[Part 1 looks at error concealment strategies and error resilient coding for waveform and CELP speech codecs. Part 2 examines loss concealment techniques for overlapped transform based codecs.]
3.5 FORWARD ERROR CORRECTION TECHNIQUES FOR SPEECH
In the previous sections, we discussed several error concealment techniques, targeted at alleviating the
consequences of packet losses. Some of these techniques are reasonably effective and will provide quite adequate speech quality, especially at low loss rates. Nevertheless, as the loss rates increase, concealment becomes increasingly hard and is prone to leave a number of artifacts.
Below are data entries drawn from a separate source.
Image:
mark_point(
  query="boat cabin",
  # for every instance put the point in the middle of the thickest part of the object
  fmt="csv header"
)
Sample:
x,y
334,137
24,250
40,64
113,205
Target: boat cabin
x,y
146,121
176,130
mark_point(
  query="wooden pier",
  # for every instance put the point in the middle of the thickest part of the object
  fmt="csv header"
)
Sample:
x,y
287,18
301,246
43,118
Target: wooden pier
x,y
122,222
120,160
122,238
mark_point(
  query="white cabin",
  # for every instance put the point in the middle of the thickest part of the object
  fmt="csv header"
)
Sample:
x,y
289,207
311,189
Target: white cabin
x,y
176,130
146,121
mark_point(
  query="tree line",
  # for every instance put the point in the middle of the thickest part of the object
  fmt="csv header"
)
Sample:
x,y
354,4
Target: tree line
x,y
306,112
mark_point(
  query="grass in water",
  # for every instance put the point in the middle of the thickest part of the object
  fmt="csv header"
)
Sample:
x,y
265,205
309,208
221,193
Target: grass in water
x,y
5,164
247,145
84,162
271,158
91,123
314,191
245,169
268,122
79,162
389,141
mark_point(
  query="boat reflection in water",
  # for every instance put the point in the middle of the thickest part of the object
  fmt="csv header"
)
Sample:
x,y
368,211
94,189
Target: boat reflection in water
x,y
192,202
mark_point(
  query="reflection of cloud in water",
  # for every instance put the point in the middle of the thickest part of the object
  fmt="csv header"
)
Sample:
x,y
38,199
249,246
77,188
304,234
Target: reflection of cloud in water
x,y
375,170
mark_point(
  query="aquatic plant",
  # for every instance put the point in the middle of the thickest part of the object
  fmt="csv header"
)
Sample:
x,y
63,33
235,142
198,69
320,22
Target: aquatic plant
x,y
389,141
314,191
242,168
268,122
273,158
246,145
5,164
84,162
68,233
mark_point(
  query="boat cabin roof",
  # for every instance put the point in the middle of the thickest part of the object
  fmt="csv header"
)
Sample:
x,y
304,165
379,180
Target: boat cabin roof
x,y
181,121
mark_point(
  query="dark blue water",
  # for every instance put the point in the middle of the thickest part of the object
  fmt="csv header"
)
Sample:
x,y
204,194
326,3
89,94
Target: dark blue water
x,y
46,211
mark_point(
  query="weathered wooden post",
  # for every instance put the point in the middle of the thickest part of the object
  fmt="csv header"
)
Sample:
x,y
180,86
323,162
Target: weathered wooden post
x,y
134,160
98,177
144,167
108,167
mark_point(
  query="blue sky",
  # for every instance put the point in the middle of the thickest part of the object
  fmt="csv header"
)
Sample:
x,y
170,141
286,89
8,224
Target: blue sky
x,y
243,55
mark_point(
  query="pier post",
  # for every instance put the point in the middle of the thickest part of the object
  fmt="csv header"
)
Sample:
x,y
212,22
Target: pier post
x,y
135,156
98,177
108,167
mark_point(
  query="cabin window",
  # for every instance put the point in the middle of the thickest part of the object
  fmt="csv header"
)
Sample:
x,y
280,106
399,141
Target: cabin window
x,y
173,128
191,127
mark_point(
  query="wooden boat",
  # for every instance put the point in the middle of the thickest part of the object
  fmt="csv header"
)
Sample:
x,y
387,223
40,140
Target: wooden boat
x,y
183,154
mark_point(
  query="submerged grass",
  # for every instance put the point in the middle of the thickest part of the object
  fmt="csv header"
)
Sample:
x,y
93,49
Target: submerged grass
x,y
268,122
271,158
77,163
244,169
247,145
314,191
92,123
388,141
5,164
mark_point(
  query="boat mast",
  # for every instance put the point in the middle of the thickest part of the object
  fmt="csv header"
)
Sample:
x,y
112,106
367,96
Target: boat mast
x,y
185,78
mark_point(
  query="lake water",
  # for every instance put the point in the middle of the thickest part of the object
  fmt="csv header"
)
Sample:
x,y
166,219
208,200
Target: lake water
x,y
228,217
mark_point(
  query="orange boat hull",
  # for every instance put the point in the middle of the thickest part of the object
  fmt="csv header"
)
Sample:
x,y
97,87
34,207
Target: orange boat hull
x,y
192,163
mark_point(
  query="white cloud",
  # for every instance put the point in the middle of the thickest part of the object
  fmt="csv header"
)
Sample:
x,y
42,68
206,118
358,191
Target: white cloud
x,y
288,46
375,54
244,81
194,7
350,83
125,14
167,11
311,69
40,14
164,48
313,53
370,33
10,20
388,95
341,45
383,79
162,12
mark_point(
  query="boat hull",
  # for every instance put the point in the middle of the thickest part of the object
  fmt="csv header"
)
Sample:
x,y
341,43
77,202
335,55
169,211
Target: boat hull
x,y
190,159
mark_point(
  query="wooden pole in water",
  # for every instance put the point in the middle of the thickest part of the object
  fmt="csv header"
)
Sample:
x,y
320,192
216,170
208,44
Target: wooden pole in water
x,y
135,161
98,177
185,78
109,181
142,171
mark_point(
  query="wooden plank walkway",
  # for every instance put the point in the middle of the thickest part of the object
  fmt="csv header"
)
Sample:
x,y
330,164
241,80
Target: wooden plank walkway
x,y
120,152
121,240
For this reason, Forward Error Correction (FEC) is often used - either in isolation or as a complementary measure - against packet losses.
FEC techniques can range from simple packet replication techniques to more elaborate schemes, including media-dependent FEC. In this section, we discuss media-dependent FEC and present a framework for optimum rate distortion bit allocation. We will also present a case study based on the AMR-WB codec [6]. More general FEC methods can be found in Chapters 7 and 9.
3.5.1 Delay and FEC
Generally speaking, FEC schemes allow the receiver to correctly decode a message, even if some of the packets are lost. This is done by adding redundant information to the stream. The information can be included in a separate packet, or appended to existing packets. For example, one could send a parity packet after every three data packets, as illustrated in Figure 3.6.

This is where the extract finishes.